“La culture est l'arme essentielle de Belgrade"

Belgrade, l'effervescence culturelle comme refuge, dans le cadre du Festival “Un week-end à l'Est". Invités Mila Mila Turajlić, Enki Bilal, Alberto Manguel et Goran Petrović.
Par Pauline Gabinari
le Vendredi 06 Décembre 2019

belgradeLe Festival “Un week-end à l'Est" s'est clos lundi 2 décembre au Théâtre de l'Odéon. Cette rencontre autour de l'effervescence culturelle de Belgrade comme refuge a réunit la présidente de cette quatrième édition et réalisatrice, Mila Turajlić, le dessinateur Enki Bilal ainsi que les écrivains Alberto Manguel et Goran Petrović. 

Avec une arrivée quelque peu théâtralisée par l'extinction des lumières dans la salle, entourés des décors irisés de la pièce Les Mille et Une Nuits (une création de Guillaume Vincent actuellement au théâtre de l'Odéon), les quatre intervenants ont clôturé hier le dernier évènement parisien du Festival. Belgrade, pour la dernière fois de ces quatre jours foisonnants de festival, était à l'honneur. Sous le regard attentif d'un parterre comble, les artistes ont convoqué avec tendresse leurs souvenirs ou leur imaginaire et proposé leur représentation de cette ville, souvent désignée comme le foyer bouillonnant du renouveau artistique.

Le sujet n'a pas divisé malgré les horizons multiples des différents invités. Pour Enki Bilal, né en Serbie mais vivant en France depuis presque 60 ans, “la culture est l'arme essentielle de Belgrade". Idée partagée par Mila Turajlić, évoluant à travers la scène culturelle éveillée et contestataire de cette capitale.

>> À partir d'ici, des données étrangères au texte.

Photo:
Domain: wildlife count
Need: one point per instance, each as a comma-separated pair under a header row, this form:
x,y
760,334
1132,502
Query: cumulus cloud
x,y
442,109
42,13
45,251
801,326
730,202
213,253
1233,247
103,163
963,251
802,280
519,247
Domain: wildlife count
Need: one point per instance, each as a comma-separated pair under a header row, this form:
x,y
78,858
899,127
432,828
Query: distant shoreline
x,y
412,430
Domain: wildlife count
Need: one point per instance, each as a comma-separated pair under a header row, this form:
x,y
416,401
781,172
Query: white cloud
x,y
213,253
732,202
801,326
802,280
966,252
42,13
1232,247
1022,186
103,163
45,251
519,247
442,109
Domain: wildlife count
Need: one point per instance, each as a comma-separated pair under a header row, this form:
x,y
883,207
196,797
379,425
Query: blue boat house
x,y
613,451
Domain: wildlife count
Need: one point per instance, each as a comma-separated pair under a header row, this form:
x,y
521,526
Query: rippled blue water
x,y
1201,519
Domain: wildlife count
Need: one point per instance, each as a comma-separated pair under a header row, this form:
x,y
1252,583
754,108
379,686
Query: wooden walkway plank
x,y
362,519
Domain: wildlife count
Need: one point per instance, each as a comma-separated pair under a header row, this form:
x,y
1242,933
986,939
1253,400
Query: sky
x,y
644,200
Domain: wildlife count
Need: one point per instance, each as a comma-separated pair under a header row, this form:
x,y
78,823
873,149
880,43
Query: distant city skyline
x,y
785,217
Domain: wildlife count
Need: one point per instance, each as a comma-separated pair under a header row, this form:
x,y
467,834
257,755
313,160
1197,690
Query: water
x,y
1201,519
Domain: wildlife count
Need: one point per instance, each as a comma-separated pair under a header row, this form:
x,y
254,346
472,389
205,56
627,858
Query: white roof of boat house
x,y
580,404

Les points de vue se sont aussi rejoints sur le regard dur que portent les étrangers ainsi que les habitants sur la ville. Les mots, tous choisis avec une grande précision, ont donné accès à une vaste bibliothèque d'images. Goran Petrović a fait part ainsi de sa vision de la ville :  se situant au carrefour entre Orient et Occident, de nombreux figuiers poussent dans la capitale mais qu'aucune figue n'arrive à maturité. Pour lui, Belgrade est à penser comme cette ville où ne poussent pas les fruits à maturité.  C'est également une ville marquée par la guerre dont nous parlent les intervenants. Goran Petrović rappelle qu'elle a été bombardée quatre fois au cours XXème siècle et, non sans humour, que certains Belgradois ont vécus dans huit États différents sans déménager une seule fois.

La conférence terminée, le calme laisse place à un fourmillement linguistique venant de tous les côtés de la salle. Tout autant qu'une rencontre entre Est et Ouest, l'événement devient alors l'expression d'une belle solidarité. 

Lundi 2 décembre 2019 au Théâtre de l'Odéon.